Probablemente si tus padres tartamudearon cuando eran pequeños o lo siguen haciendo, tú tienes todas las papeletas para hacerlo también, ya que este problema tiene un alto componente genético, más todavía en los hombres –dos terceras partes de los tartamudos son hombres-.
A pesar de ser tan común, la mayor parte de los tartamudos se sienten estigmatizados socialmente, un rechazo que en parte tiene que ver con las mofas recibidas durante la infancia por parte de amigos y compañeros que no comprenden el problema, sobre todo cuando se trata de casos muy extremos.
En realidad, debería darles igual. Ser tartamudo o no, no está relacionado con la capacidad intelectual. No quiere decir nada. Personas tan inteligentes como Oscar Wilde o Marilyn Monroe eran tartamudos, así que nervios y vergüenza fuera.

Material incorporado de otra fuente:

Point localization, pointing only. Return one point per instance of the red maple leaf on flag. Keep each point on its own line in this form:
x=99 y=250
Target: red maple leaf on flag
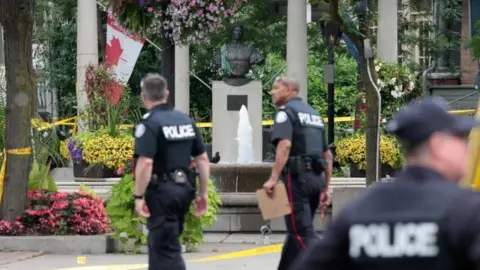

Personalmente, siempre me ha parecido un mal menor que con mucho respeto, una pizca de paciencia y alguna técnica que otra se puede corregir sin demasiado sacrificio. Como siempre, lo grave llega cuando todo se magnifica y quienes sufren el problema se vuelven demasiado introspectivos, se refugian en los complejos y quedan sepultados por sus propios miedos.
Es ahí donde entramos en juego los adultos, los encargados de aligerar el lastre de los niños, de hacer ver que la perfección es inhumana, y sobre todo, de acompañarlos en su camino interior. ¿Cómo? Es muy difícil saberlo. Desde una bronca monumental, hasta una simple metáfora pueden ser el empujón que necesita un crío para oscilar del miedo a la aceptación, de la tristeza a la alegría. Las palabras duelen, pero también curan.


Prueba de ello es Hablo con el río, un libro de Jordan Scott y Sydney Smith que se convirtió en la sorpresa del mercado angloparlante el año pasado. Publicado en castellano por Libros del Zorro Rojo, esta historia autobiográfica se adentra en los problemas que el autor tuvo durante la niñez debido a su incipiente tartamudez. Narrada desde la primera persona esta catarsis en forma de álbum, también quiere ser reflejo y agradecimiento. Reflejo para todos aquellos se sufren el mismo problema y agradecimiento para un padre que encuentra el resorte necesario para moderar el dolor e insuflar entereza.
Poderoso y complejo, este álbum lleno de detalles transita caminos difíciles gracias a un texto directo y sobrio donde el río, metáfora del habla, vertebra turbulento, quieto o sinuoso una narración llena de sinceridad. Acompañado de unas ilustraciones donde la luz, el enfoque y los juegos de planos se antojan matices discursivos de primer orden, tenemos un producto enriquecido muy necesario para todas las edades.


Si a todo ello añadimos la tipografía y el desplegable central que a modo de puerta nos sumerge en los recuerdos del protagonista, el lector-espectador desarrolla una óptica evocadora que, además de deleitarnos estéticamente, favorece la apropiación emocional de la obra, algo muy necesario en este tipo de álbumes donde la visibilidad de los problemas infantiles supone un problema narrativo añadido.


Desnudez, indefensión, expiación, culpabilidad, entendimiento, o superación. Toda una suerte de vericuetos sentimentales que ensalzan las relaciones entre padres e hijos, y que se agradecen más que nunca en un día como este, 19 de marzo.